1. An assumption that fragment streams (to download) are equal to output
   (elementary) streams.

   * This made it hard to expose `GstStream` and `GstStreamCollection`
     describing the available media streams, and by extension it is difficult to
     provide efficient stream selection support

2. By performing download buffering outside the adaptive streaming element,
   the download scheduling has no visibility into the presentation timeline.

   * This made it impossible to handle more efficient variant selection and
     download strategy

3. Several issues with establishing accurate timing/duration of fragments due to
   not dealing with parsed data

   * Especially with HLS, which does not provide detailed timing information
     about the underlying media streams to the same extent that DASH does.

4. Aging design that grew organically since initial adaptive demuxers and miss
   better understanding of how they should work in 2020

   * The code is complicated and interwoven in ways that are hard to follow
     and reason about.

5. Use of GStreamer pipeline sources for downloading.

   * An internal download pipeline that contains a `httpsrc -> queue2 -> src`
     chain makes download management, bandwidth estimation and stream parsing
     more difficult, and uses a new thread for each download.


# New design

## High-level overview of the new AdaptiveDemux base class:

* Buffering is handled inside the adaptive streaming element, based on
  elementary streams (i.e. de-multiplexed from the downloaded fragments) and
  stored inside the `adaptivedemux`-based element.

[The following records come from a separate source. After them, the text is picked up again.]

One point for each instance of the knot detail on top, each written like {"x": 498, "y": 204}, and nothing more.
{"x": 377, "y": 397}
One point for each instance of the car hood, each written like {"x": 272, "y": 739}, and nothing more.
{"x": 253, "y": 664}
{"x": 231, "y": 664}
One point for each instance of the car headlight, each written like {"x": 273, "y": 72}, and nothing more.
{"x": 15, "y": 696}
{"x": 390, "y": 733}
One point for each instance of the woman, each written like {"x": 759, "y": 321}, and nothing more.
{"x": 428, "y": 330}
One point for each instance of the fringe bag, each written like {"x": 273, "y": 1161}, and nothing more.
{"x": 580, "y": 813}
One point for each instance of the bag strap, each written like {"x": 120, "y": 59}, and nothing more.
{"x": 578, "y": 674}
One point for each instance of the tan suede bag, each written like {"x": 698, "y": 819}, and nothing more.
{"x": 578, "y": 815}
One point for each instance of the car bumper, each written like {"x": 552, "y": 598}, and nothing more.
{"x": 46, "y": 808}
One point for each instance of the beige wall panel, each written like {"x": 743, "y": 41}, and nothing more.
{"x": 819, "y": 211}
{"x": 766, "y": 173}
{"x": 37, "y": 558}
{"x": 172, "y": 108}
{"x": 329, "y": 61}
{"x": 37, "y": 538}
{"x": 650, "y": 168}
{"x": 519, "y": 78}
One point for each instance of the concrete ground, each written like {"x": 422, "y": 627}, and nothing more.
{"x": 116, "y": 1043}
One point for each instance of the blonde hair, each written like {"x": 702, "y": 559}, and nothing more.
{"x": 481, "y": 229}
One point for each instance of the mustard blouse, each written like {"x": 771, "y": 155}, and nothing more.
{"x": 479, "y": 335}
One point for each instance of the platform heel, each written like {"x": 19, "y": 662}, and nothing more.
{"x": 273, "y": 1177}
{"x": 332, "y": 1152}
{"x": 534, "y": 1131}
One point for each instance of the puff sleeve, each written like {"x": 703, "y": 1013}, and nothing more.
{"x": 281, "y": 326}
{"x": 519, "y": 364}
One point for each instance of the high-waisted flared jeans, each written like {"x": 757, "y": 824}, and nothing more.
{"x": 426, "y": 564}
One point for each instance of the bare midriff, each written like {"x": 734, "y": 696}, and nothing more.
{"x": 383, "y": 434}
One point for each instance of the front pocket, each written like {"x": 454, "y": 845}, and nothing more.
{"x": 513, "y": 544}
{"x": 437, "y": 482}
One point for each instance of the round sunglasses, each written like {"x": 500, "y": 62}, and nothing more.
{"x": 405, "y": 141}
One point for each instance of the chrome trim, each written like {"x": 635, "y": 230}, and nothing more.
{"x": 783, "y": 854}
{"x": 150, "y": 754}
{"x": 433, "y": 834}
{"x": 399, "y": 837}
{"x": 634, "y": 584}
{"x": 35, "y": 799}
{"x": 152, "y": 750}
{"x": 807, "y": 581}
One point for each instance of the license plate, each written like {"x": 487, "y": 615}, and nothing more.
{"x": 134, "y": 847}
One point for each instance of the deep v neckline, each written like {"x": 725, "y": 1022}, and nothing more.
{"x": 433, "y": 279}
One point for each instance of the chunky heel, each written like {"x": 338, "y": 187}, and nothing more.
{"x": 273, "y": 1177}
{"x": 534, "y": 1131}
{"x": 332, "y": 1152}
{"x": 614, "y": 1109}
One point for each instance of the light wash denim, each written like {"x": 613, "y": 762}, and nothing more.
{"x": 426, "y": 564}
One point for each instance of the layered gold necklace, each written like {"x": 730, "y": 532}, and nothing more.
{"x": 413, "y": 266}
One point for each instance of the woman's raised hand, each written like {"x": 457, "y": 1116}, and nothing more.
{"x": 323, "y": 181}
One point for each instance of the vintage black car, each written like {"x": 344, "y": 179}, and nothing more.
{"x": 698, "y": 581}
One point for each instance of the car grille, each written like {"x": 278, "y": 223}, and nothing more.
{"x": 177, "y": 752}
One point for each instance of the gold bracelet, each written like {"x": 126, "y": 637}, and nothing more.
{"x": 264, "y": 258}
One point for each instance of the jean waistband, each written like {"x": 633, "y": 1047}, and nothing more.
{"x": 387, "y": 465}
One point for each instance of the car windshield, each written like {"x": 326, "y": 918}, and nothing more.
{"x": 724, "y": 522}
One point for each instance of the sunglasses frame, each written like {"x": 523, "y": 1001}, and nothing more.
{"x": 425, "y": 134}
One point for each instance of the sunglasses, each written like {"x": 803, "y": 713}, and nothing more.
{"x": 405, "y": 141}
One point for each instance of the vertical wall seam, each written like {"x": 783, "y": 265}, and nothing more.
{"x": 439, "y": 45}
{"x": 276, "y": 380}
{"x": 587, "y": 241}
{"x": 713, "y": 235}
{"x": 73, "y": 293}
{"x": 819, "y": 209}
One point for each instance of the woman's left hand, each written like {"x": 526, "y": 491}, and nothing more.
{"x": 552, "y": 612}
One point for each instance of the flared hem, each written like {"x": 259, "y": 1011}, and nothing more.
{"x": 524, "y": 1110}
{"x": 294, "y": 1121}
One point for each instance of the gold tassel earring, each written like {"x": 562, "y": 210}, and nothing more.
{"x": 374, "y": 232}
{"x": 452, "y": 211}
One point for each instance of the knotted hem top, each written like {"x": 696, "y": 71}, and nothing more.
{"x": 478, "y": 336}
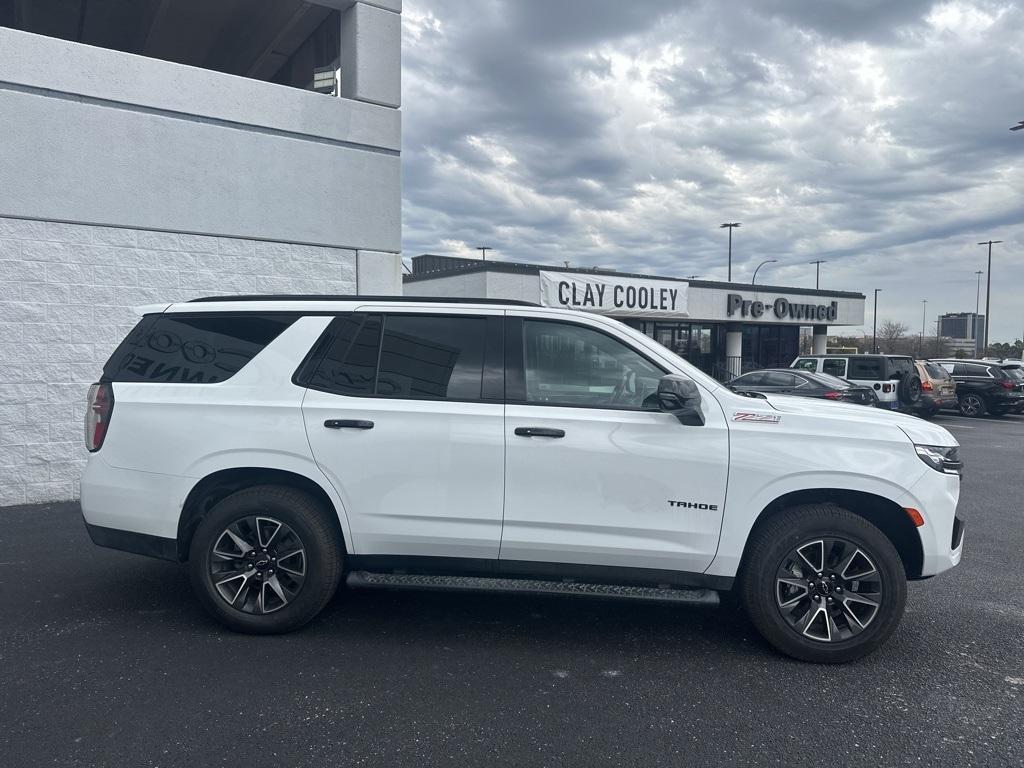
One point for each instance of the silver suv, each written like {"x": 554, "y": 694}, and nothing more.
{"x": 893, "y": 377}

* The download strategy has full visibility on bitrates, bandwidth, per-stream
  queueing level (in time and bytes), playback position, etc. This opens up the
  possibility of much more intelligent adaptive download strategies.

* Output pads are not handled directly by the subclasses. Instead subclasses
  specify which `tracks` of elementary streams they can provide and what
  "download streams" can provide contents for those tracks. The baseclass
  handles usage and activation of the `tracks` based on application
  `select-streams` requests, and activation of the `stream` needed to feed each
  selected `track`.

* Output is done from a single thread, with the various elementary streams
  packets being output in time order (i.e. behaving like a regular demuxer, with
  interleaving reduced to its minimum). There is minimal buffering downstream
  in the pipeline - only the amount required to perform decode and display.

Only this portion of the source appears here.